Aşk: Teslimiyetin, sakinliğin, duruluğun ve telaşsızlığın adı

Telaşsız, sorusuz, sakin, coşkulu…
Tamamlanmış olmanın verdiği geniş rahatlık…
Bir “oh” demek gibi değil, çünkü oh demek bile o bütünlüğün içinden alıp götürür bir lokma, bozar dengesini, çekiştirir olmadığı bir yere
Bir kuş sesindeki şaşkınlık kadar “yüksek” bir naiflik değil. 
Öylece…
Sakince…
Coşkuyla, heyecansız!
Duru bir halde durmak gibi.
Nehrin durgun görünen ama alttan çılgınca akan suyu gibi.
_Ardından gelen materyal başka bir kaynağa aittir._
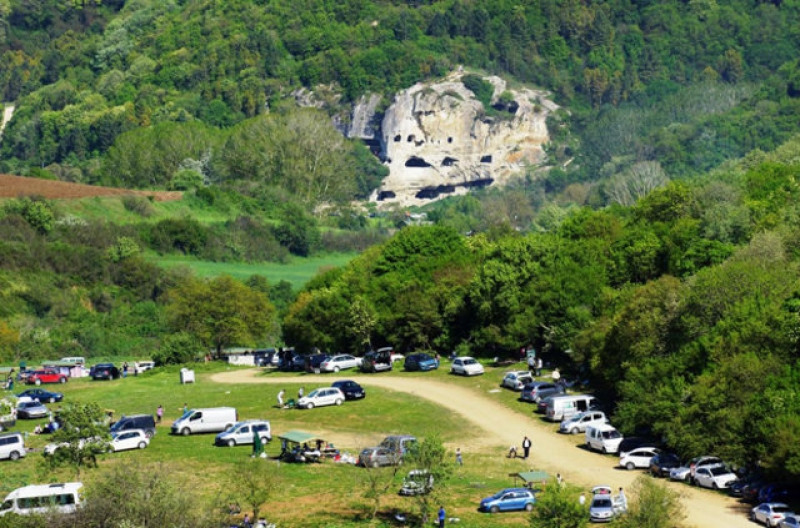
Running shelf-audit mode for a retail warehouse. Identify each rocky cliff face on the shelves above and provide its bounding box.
[294,70,558,206]
[373,72,558,205]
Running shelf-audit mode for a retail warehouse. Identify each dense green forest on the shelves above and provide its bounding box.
[283,138,800,479]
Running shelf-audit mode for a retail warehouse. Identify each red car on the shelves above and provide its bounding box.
[25,369,67,385]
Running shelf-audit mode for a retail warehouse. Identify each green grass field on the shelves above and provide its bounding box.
[149,253,356,289]
[0,363,564,528]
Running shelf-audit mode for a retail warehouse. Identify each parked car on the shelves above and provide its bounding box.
[500,370,533,391]
[17,389,64,403]
[331,380,367,400]
[214,420,272,447]
[556,412,608,434]
[358,435,417,467]
[0,433,27,460]
[519,381,566,403]
[109,414,156,438]
[669,456,722,482]
[297,387,345,409]
[25,369,68,385]
[589,486,627,522]
[694,466,736,489]
[305,354,330,372]
[360,347,394,372]
[650,453,681,477]
[109,429,150,453]
[320,354,361,372]
[403,352,439,371]
[133,361,156,375]
[586,424,622,453]
[399,469,433,497]
[750,502,794,526]
[89,363,119,380]
[450,356,484,376]
[17,401,50,418]
[619,447,660,470]
[778,513,800,528]
[478,488,536,513]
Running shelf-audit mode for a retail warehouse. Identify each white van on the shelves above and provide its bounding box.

Hem dolu, hem durgun, sakin, berrak ve akın akın…
Tarifi var mı bütünü görmenin, olmanın?
İzlemek bile büyük bir eylem, içinde hareketsiz kalmaksa ölüm.
Aynı yöne dans eder gibi, birbirini izlemezken karşılık vermek gibi.
Öylece, olduğu gibi…
Omuzların iki yanda sarkmış aşağıya, ama diksin yine de.
Olur mu deme, olur!
Oldu.

Sonsuzluğun, ayrılmazlığın, bütünlüğün kapsayanı oluşturanı ve parçası olmanın aynı anda olduğu yer. 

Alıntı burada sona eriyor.